The Italian coalition government sailed in blue water on Friday, a day after the Supreme Court sentenced the former premier Silvio Berlusconi to four years in jail for tax fraud.

Prime Minister Enrico Letta, leader of the left-right alliance, reassured on the coalition government's stability immediately after the verdict.

But shortly after that, tension mounted to threaten the fragile coalition when the media mogul and three-time premier said in a meeting with lawmakers of his center-right People of Freedom Party (PDL) that he would prepare for a fresh election if the current government does not pursue judicial reforms.

His entourage said that the PDL would call on President Giorgio Napolitano to issue Berlusconi a presidential pardon. Napolitano helped form the Letta-led coalition government in April, ending months of post-election political deadlock so that the deepening economic crisis could be tackled.

"Berlusconi will stay in politics, in one way or another. Politics is his way of life, business and insurance policy," Beppe Severgnini, a columnist of a popular national newspaper and an author of a book on Berlusconi, told Xinhua.

Experts said that only the electorate can kick Berlusconi out of politics for good. "But about 25 percent of Italian voters think he is a victim of the magistrates. Berlusconi will hold on to them like a man at sea holding on to a lifeboat."

The future of the coalition remains uncertain, with Letta struggling to contain increasing dissatisfaction in his own center-left Democratic Party (PD) as well as the PDL, whose party members include several ministers such as the Interior Minister and Deputy Prime Minister Angelino Alfano, who said Friday he was ready to resign in response to the verdict.

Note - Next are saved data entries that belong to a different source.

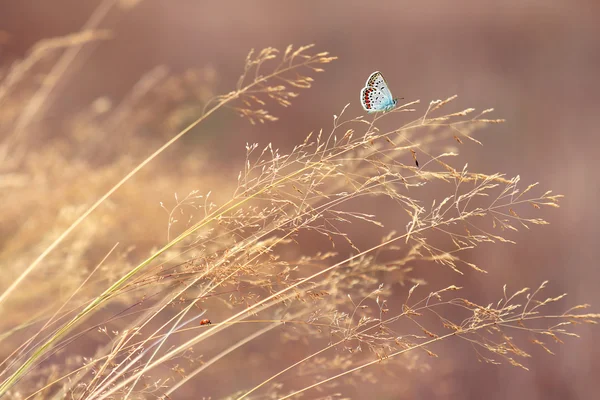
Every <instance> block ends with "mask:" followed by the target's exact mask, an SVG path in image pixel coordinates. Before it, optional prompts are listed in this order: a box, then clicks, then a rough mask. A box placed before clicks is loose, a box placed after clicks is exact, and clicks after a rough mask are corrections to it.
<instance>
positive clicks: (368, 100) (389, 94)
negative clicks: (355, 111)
mask: <svg viewBox="0 0 600 400" xmlns="http://www.w3.org/2000/svg"><path fill="white" fill-rule="evenodd" d="M360 103H361V104H362V106H363V108H364V109H365V110H366V111H367V112H369V113H373V112H377V111H389V110H391V109H392V108H394V107H395V106H396V100H395V99H394V98H393V97H392V92H391V91H390V89H389V87H388V85H387V83H386V81H385V79H384V78H383V75H382V74H381V72H379V71H375V72H373V73H372V74H371V76H369V79H367V83H366V84H365V87H364V88H363V89H362V90H361V92H360Z"/></svg>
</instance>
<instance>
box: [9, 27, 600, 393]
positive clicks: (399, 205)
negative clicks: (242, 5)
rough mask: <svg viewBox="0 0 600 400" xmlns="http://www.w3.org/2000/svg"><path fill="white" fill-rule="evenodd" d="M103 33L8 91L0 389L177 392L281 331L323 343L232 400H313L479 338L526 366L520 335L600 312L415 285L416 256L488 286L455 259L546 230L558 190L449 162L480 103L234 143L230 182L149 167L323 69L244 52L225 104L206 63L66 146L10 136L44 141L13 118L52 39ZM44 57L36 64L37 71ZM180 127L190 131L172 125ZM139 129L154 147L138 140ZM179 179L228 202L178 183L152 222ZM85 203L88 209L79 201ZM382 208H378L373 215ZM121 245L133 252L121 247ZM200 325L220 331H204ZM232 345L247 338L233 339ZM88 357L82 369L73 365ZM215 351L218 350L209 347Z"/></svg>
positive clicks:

The upper house is expected to hold a vote on stripping the 76 year old of his post as Senator before the review of a ban on office, also part of the sentence, is completed.

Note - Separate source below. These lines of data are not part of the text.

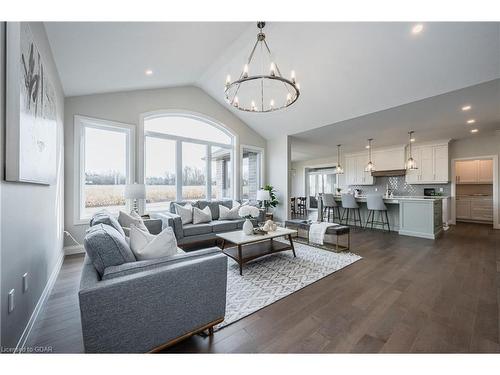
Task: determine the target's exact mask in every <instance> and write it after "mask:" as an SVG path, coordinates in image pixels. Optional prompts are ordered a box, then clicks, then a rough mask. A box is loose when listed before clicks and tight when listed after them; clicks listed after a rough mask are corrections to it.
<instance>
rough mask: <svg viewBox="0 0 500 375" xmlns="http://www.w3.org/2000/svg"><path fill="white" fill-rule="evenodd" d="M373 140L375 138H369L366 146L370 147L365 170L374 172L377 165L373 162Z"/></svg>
mask: <svg viewBox="0 0 500 375" xmlns="http://www.w3.org/2000/svg"><path fill="white" fill-rule="evenodd" d="M372 141H373V138H369V139H368V145H367V146H366V148H367V149H368V164H366V167H365V172H374V171H375V165H374V164H373V162H372Z"/></svg>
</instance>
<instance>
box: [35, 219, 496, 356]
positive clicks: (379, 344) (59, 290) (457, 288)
mask: <svg viewBox="0 0 500 375" xmlns="http://www.w3.org/2000/svg"><path fill="white" fill-rule="evenodd" d="M352 251H353V252H355V253H357V254H359V255H361V256H363V258H364V259H363V260H361V261H359V262H356V263H354V264H353V265H352V266H350V267H347V268H345V269H343V270H341V271H339V272H336V273H334V274H332V275H330V276H328V277H325V278H324V279H322V280H320V281H318V282H316V283H314V284H312V285H309V286H307V287H306V288H304V289H301V290H300V291H298V292H296V293H294V294H292V295H290V296H288V297H286V298H284V299H282V300H280V301H278V302H276V303H274V304H272V305H270V306H267V307H266V308H264V309H262V310H260V311H258V312H256V313H254V314H252V315H250V316H248V317H246V318H244V319H242V320H240V321H238V322H236V323H234V324H232V325H230V326H228V327H225V328H223V329H222V330H221V331H218V332H216V333H215V335H214V336H213V337H212V338H207V337H201V336H195V337H193V338H190V339H188V340H185V341H183V342H181V343H179V344H177V345H176V346H174V347H172V348H170V349H169V350H168V352H177V353H178V352H189V353H197V352H203V353H205V352H218V353H263V352H266V353H269V352H271V353H316V352H321V353H323V352H326V353H339V352H356V353H379V352H383V353H406V352H431V353H447V352H453V353H460V352H500V343H499V334H500V333H499V320H500V315H499V311H500V310H499V301H500V231H494V230H493V229H491V227H490V226H486V225H479V224H466V223H459V224H458V225H457V226H455V227H452V228H451V229H450V230H449V231H447V232H446V233H445V234H444V235H443V236H442V237H441V238H440V239H438V240H437V241H431V240H424V239H416V238H412V237H405V236H399V235H397V234H395V233H383V232H381V231H370V230H359V229H358V230H355V231H354V233H353V236H352ZM82 260H83V258H82V257H81V256H70V257H67V258H66V259H65V261H64V265H63V268H62V270H61V273H60V275H59V278H58V280H57V282H56V285H55V287H54V290H53V292H52V294H51V296H50V298H49V300H48V303H47V305H46V306H45V309H44V311H43V312H42V313H41V315H40V317H39V320H38V321H37V322H36V324H35V327H34V330H33V332H32V335H31V336H30V339H29V341H28V345H36V346H40V345H43V346H46V345H49V346H52V348H53V351H54V352H82V351H83V344H82V337H81V330H80V317H79V311H78V299H77V290H78V283H79V278H80V268H81V263H82Z"/></svg>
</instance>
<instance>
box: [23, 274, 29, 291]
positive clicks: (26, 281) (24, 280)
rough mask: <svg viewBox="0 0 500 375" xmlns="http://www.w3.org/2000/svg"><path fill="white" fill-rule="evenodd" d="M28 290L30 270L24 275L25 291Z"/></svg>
mask: <svg viewBox="0 0 500 375" xmlns="http://www.w3.org/2000/svg"><path fill="white" fill-rule="evenodd" d="M27 291H28V272H26V273H25V274H24V275H23V293H26V292H27Z"/></svg>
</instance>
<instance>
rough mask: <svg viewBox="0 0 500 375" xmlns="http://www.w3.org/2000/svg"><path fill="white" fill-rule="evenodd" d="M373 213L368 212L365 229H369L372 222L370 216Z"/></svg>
mask: <svg viewBox="0 0 500 375" xmlns="http://www.w3.org/2000/svg"><path fill="white" fill-rule="evenodd" d="M372 213H373V211H372V210H368V216H367V217H366V223H365V228H368V223H369V222H370V215H371V214H372Z"/></svg>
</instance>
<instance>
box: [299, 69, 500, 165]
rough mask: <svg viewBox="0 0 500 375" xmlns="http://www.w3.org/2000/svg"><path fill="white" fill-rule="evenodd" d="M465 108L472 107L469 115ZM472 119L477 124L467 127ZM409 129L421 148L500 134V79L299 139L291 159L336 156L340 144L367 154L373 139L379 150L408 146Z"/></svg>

Berlusconi was ordered to serve four years in prison, a sentence that has been commuted to one year under a 2006 amnesty and will consist of detention under house arrest or community service rather than jail due to his age.

Being outside the parliament, the billionaire is still able to lead his center-right party.

"Though neither PDL nor PD have the intention to trigger a crisis of government, what counts most in politics is not purposes but facts," Daniele Bellasio, social media editor at a financial newspaper, told Xinhua. He added that Berlusconi has pledged to continue his "battle" while the PD will have to decide whether to vote for his dismissal from the Senate.

Though Letta repeated on Friday that political instability is the last thing Italy needs, the prime minister warned that he will not continue leading the government "at all costs" if the political turmoil becomes unbearable after the conviction.

"In fact, the problem is that main players do not want to bring down the government but are acting as if they were already campaigning for national elections, which threatens political stability," Bellasio noted.

Sebastiano Messina, a political commentator at a popular Italian daily newspaper and author, told Xinhua that "something may be about to change" in the government's composition.

He thought that Napolitano, who would have to decide whether to call new elections if the ruling coalition fell apart, is not willing to hold national elections before 2015.

"Italy is set to assume the Presidency of the Council of the European Union in the second semester of next year, so it cannot present itself without a government," Messina clarified. The president said the country needs "cohesion" but whether that will be possible remains to be seen.

"The outcomes will depend on the capacity of PD to bear alliance with a party led by a man sentenced to four years in prison and on whether Berlusconi will seek early voting to capture the existing large popular consensus," he said.

For the moment, the only certain consequence of the verdict, Messina stressed, is that "Berlusconi will never be prime minister again, nor minister or Italian president as he most wished."

Prosecutors on Friday issued an order to make the conviction take effect and began procedures for the confiscation of Berlusconi's passport.